Prompt Tips (small changes, big impact)

Quickstart

git clone https://github.com/boutaga/pgvector_RAG_search_lab
cd pgvector_RAG_search_lab

# Export your API key
export OPENAI_API_KEY=...

  # Interactive demo (recommended first try)  
python lab/search/examples/agentic_demo.py  
​  
# Command-line single query  
python lab/search/agentic_search.py \  
  --source wikipedia \  
  --query "Compare PostgreSQL and MySQL indexing" \  
  --show-decision \  
  --show-sources  
​  
# Interactive mode  
python lab/search/agentic_search.py --source wikipedia --interactive  
​  
# Start API server  
python lab/api/fastapi_server.py  
​  
# Call API endpoint  
curl -X POST http://localhost:8000/search \  
  -H "Content-Type: application/json" \  
  -d '{  
    "query": "How does PostgreSQL MVCC work?",  
    "method": "agentic",  
    "source": "wikipedia",  
    "top_k": 5,  
    "generate_answer": true  
  }'

Appendix A — Minimal “all-mini” variant (cheapest path)

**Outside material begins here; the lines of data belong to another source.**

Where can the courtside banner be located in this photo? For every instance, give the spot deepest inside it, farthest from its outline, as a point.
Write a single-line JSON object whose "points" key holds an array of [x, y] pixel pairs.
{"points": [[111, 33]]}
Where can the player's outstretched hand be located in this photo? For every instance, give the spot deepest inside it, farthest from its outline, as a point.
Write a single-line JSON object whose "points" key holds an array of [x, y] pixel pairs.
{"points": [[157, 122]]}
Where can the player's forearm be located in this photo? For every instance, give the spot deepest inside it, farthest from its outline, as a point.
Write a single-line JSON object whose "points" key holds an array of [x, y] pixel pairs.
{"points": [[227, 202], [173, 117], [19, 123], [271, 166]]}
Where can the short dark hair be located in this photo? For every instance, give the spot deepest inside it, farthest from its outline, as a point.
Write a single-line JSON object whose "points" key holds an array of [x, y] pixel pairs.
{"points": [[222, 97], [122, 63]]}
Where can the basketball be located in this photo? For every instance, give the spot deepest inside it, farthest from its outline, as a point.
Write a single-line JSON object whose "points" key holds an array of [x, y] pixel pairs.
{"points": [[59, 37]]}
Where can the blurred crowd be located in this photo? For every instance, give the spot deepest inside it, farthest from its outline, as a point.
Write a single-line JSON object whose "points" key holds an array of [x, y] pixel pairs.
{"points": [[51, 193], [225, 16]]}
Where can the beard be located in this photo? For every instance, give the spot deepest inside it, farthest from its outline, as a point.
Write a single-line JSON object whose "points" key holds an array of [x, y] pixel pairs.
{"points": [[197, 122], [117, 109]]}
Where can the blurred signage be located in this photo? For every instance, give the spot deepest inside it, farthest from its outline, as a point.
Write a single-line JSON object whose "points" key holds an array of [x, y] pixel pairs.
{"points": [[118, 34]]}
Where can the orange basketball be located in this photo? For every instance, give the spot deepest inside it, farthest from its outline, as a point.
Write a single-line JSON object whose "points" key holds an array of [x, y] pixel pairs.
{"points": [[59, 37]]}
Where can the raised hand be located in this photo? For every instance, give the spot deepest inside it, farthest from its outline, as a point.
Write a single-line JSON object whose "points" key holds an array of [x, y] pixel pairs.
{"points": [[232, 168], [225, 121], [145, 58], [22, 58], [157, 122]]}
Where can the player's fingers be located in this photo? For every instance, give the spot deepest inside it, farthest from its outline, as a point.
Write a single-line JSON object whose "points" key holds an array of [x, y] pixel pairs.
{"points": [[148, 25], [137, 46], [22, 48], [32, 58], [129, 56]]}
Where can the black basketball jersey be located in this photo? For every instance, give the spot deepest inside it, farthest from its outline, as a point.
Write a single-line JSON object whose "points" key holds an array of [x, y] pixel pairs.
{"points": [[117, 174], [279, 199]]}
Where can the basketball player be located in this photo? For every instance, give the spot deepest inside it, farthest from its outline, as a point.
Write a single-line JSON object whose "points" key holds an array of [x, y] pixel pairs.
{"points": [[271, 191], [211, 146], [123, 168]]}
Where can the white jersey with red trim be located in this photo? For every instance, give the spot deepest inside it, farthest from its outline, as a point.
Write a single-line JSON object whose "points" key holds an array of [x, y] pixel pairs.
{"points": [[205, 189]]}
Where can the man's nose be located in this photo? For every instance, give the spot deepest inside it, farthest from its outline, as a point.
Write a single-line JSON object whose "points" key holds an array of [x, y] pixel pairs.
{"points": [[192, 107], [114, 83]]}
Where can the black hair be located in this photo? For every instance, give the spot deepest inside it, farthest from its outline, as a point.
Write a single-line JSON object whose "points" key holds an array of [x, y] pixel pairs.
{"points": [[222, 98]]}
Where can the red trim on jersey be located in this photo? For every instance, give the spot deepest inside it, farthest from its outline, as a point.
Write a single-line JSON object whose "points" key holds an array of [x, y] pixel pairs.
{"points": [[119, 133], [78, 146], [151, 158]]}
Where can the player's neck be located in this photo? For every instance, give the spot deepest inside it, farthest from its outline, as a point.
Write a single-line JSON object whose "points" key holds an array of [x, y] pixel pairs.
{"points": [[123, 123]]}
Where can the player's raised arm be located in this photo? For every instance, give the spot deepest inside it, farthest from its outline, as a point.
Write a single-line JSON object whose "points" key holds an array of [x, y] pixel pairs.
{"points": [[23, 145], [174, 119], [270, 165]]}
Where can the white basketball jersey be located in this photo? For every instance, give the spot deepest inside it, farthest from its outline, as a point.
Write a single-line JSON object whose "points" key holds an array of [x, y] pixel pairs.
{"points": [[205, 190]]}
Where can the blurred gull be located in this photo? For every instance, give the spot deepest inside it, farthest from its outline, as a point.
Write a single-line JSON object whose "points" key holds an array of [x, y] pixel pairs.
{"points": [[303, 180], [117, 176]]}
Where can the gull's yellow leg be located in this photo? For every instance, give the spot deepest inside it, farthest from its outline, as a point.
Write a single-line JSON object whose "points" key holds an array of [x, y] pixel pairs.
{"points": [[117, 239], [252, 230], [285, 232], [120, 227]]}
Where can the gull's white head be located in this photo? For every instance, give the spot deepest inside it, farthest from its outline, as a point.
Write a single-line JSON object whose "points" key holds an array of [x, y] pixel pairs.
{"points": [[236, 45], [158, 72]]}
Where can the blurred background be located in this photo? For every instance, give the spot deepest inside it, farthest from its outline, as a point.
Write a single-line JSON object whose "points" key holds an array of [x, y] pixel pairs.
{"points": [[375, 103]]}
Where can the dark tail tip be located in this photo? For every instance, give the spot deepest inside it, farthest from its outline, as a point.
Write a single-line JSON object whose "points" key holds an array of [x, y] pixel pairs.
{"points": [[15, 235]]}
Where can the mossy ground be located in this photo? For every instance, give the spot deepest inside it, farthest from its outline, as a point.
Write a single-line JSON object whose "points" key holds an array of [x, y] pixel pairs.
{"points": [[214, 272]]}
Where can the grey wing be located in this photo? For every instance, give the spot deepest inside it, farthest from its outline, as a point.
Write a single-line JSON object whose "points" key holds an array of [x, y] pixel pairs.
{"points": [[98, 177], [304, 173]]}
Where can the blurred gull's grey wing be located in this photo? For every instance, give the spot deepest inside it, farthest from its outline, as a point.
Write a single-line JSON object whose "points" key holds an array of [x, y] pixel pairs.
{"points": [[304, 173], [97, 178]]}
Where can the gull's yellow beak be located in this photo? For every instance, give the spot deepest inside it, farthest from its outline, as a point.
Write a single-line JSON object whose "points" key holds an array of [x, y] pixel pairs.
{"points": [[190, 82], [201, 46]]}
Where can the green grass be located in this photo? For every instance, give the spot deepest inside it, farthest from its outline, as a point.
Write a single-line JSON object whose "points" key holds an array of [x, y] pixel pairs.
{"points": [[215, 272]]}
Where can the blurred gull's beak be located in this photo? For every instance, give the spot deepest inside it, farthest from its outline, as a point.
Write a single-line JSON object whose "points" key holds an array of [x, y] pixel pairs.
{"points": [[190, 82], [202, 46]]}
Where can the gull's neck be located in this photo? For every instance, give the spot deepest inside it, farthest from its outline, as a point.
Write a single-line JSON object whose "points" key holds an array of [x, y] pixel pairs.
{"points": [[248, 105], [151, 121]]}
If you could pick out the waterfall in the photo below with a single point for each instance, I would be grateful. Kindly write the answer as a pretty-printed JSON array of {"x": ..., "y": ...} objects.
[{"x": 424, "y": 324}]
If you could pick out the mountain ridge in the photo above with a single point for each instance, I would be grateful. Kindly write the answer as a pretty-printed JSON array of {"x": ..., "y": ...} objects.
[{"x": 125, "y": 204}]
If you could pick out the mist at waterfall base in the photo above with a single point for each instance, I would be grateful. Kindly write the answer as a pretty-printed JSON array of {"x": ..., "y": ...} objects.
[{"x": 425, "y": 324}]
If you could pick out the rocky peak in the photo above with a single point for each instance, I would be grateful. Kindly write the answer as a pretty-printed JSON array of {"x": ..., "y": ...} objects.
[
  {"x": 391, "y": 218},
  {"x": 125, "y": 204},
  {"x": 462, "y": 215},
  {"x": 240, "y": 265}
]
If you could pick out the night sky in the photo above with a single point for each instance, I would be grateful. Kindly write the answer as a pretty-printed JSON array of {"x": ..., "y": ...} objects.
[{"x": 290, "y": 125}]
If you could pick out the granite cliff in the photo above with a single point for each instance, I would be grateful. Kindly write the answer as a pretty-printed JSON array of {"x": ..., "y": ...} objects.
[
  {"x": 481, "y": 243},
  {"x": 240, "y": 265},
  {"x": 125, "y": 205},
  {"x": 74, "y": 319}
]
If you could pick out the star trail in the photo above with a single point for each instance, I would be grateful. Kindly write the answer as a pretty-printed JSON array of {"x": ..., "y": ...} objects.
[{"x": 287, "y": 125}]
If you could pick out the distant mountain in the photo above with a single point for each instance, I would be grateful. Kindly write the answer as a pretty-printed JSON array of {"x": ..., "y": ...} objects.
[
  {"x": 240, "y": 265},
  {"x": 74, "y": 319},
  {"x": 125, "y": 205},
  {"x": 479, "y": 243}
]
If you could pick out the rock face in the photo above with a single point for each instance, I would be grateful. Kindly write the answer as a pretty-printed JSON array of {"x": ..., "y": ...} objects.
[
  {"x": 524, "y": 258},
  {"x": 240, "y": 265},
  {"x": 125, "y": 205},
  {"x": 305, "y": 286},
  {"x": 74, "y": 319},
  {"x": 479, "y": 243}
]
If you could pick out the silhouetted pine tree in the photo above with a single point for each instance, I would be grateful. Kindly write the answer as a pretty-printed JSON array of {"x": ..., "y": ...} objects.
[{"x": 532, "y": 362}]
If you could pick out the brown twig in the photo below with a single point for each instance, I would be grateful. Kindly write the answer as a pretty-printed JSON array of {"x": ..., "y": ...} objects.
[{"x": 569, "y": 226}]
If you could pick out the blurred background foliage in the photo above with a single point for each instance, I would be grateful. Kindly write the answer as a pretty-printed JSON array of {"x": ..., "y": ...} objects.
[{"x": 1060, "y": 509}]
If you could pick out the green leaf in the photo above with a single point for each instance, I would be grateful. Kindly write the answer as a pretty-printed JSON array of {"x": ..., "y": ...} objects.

# Use gpt-5-mini for both phases
resp = client.chat.completions.create(
    model="gpt-5-mini",
    messages=messages,
    tools=[search_tool],
    tool_choice="auto",
    temperature=0.2,
)
# ... identical loop, then final:
final = client.chat.completions.create(
    model="gpt-5-mini",
    messages=messages + ([msg] if not msg.tool_calls else []),
    tool_choice="none",
    temperature=0.3,
)

Appendix B — Simple metrics logger

# lab/search/metrics.py
from dataclasses import dataclass

@dataclass
class DecisionLog:
    query: str
    tool_used: bool
    loops: int
    latency_ms: int
    label_retrieval_required: bool | None = None  # optional gold label
    hallucinated: bool | None = None             # set via eval

def summarize(logs: list[DecisionLog]):
    n = len(logs)
    usage = sum(1 for x in logs if x.tool_used) / n
    p95 = sorted(x.latency_ms for x in logs)[int(0.95 * n) - 1]
    # If labels present, compute TP/FP/FN/TN
    labeled = [x for x in logs if x.label_retrieval_required is not None]
    if labeled:
        tp = sum(1 for x in labeled if x.tool_used and x.label_retrieval_required)
        tn = sum(1 for x in labeled if (not x.tool_used) and (not x.label_retrieval_required))
        acc = (tp + tn) / len(labeled)
    else:
        acc = None
    return {"tool_usage_rate": usage, "p95_latency_ms": p95, "decision_accuracy": acc}

This is a simplified example for illustration. The repository currently tracks decision
metadata within the response object (decision, tool_used, search_count, cost). You can
implement this DecisionLog class separately if you need persistent decision analytics.

Conclusion

Agentic RAG makes retrieval intentional. By letting the model decide if and when to search—and by limiting the loop to one safe retry—you gain better answers on complex queries with measured, predictable overhead.

Takeaways

• Expect latency to be several seconds when the tool is used; near-naive latency when skipped
• Measure decision accuracy and tool usage rate alongside precision/nDCG
• Start with one tool (wiki search) and one retry; expand only if metrics justify it
• Use smaller models for decisions and bigger ones for synthesis to balance quality/cost

In this post we focused only on retrieval quality — teaching the agent when to call the vector store and when to skip it, and giving it a controlled retrieval loop, that’s the foundation. The next step is to extend the loop with governance and compliance checks (who is asking, what data can they see, should this query even be answered), and only then layer domain-specific business logic on top. That’s how an agentic workflow evolves from “smart retrieval” into something you can actually trust in production.